James and Angeline (Sigwald) Gullatt were the parents of four children: Angeline A. Gullatt (1854–1917), wife of Lyman Alonzo Edmund Redwine; Henry Calhoun Gullatt (1856–1924), a Plumbing Inspector for the City of Atlanta; James Edward Gullatt (1895–1965), a grocery salesman; and Mamie E. Gullatt (1895–1965), wife of William F. Stewart.

Select Bibliography

Atlanta Daily Examiner. “List of Letters.” April 3, 1855.

Atlanta Daily Intelligencer & Examiner. “Fireman’s Ball.” December 11 1857.

Garrett, Franklin M. Atlanta and Environs: A Chronicle of Its People and Events, 1880s–1930s. Vol. 2 of Atlanta and Environs: A Chronicle of Its People and Events. Athens, GA: Univ. of Georgia Press, 1969.

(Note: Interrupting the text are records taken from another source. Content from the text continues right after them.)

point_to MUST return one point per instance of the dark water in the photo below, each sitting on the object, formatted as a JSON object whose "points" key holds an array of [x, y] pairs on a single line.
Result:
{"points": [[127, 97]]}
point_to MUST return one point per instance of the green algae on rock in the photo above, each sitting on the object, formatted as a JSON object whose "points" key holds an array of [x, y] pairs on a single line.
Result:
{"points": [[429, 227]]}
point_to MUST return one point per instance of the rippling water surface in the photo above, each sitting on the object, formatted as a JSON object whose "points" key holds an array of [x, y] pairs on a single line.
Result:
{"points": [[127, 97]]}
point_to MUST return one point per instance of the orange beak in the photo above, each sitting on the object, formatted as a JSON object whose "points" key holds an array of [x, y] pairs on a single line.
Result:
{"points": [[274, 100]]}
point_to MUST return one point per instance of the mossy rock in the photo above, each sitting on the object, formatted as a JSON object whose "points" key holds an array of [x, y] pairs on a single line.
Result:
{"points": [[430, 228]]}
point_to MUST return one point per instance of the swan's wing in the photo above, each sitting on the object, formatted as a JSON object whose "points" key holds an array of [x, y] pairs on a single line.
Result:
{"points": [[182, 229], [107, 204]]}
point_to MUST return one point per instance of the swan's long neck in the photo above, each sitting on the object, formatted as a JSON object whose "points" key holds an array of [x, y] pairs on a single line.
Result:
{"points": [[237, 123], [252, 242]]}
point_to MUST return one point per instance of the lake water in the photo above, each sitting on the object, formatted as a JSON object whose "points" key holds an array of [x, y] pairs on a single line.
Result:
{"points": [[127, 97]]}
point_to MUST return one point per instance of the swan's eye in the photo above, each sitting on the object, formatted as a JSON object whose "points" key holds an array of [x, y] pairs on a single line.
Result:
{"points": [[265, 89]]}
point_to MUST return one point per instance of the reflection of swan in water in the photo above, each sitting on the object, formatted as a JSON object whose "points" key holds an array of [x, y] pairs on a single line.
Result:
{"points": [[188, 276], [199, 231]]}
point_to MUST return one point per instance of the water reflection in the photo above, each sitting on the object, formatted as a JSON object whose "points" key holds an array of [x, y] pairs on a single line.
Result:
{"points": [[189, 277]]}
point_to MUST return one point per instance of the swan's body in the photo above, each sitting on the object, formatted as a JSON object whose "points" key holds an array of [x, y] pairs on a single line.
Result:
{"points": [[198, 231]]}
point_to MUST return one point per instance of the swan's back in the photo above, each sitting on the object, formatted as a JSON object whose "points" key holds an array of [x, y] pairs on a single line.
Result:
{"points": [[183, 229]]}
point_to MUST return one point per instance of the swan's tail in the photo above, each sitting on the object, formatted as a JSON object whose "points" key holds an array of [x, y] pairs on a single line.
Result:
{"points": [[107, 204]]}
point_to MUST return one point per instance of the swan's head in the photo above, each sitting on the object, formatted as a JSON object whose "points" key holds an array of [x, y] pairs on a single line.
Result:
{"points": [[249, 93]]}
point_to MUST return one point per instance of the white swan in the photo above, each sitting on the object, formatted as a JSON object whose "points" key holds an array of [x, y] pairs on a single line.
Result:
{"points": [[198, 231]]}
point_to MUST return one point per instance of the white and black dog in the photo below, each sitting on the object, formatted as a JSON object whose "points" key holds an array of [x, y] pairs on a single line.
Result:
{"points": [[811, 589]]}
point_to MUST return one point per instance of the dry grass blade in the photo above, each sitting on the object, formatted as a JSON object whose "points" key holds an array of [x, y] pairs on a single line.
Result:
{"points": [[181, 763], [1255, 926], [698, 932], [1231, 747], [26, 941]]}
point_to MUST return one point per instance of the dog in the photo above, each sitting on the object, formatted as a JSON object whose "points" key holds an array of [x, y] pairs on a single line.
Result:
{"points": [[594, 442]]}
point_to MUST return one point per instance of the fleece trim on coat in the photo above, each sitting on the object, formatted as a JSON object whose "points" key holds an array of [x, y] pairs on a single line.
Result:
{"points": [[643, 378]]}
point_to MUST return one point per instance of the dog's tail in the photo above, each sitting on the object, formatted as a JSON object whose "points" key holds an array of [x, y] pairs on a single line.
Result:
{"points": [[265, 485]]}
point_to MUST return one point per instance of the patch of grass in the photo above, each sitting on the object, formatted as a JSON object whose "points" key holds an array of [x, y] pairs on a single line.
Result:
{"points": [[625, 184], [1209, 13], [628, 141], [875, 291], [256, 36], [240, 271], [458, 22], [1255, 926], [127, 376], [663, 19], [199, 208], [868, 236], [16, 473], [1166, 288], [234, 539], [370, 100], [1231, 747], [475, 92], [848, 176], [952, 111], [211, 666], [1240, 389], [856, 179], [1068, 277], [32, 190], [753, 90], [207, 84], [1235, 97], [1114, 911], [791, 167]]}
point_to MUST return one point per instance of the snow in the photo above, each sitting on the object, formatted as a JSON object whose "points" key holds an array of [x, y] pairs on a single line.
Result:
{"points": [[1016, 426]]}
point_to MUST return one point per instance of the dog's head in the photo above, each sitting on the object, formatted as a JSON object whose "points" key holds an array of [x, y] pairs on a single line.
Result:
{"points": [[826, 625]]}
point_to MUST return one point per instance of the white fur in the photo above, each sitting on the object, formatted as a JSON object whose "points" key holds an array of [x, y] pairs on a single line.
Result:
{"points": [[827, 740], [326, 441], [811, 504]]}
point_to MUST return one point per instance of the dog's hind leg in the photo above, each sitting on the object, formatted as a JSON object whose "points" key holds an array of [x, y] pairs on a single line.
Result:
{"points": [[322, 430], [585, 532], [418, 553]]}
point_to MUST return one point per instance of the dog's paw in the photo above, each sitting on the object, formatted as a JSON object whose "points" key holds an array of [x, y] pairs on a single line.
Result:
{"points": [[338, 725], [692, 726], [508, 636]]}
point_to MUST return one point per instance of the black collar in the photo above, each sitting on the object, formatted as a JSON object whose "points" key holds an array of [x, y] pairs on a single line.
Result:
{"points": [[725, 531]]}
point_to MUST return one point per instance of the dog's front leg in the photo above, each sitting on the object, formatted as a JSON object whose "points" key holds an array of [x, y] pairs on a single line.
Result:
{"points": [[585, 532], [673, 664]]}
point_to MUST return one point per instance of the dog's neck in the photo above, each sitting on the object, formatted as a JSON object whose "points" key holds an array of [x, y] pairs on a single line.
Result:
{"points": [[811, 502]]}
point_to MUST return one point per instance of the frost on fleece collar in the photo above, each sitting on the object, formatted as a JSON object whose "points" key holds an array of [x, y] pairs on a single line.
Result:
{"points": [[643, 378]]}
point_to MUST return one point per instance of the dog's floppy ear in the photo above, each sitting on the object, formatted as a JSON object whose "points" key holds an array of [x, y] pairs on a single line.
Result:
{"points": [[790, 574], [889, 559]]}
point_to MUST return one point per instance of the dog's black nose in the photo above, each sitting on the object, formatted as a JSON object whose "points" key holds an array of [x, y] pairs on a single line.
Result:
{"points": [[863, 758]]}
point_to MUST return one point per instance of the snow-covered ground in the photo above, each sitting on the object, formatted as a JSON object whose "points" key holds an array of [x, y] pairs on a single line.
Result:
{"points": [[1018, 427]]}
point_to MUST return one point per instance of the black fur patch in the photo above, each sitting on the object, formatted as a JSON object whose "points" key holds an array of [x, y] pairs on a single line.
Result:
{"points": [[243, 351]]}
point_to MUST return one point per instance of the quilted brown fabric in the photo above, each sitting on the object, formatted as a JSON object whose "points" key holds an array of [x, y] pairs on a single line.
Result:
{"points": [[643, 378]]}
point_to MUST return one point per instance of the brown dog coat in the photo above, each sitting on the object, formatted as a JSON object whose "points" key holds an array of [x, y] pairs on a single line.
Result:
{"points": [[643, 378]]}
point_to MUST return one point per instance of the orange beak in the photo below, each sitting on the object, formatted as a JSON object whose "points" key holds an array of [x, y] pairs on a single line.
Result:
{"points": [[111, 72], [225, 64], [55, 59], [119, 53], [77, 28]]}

Harrison, John M. “William Barnes, C.S.A.” Atlanta Historical Bulletin 8, no. 31 (1947): 100–104.

———. “The Volunteer Firemen of Atlanta.” Atlanta Historical Bulletin 6, no. 26 (1941): 276–286.

Mitchell, Stephens. “Atlanta the Industrial Heart of the Confederacy.” Atlanta Historical Bulletin 1, no. 3 (1930): 20–27.

Ryan, Frank T. “Mechanic Fire Company, No. 2.” In Pioneer Citizens’s History of Atlanta, 166–169. Atlanta: Byrd Printing Co., 1902.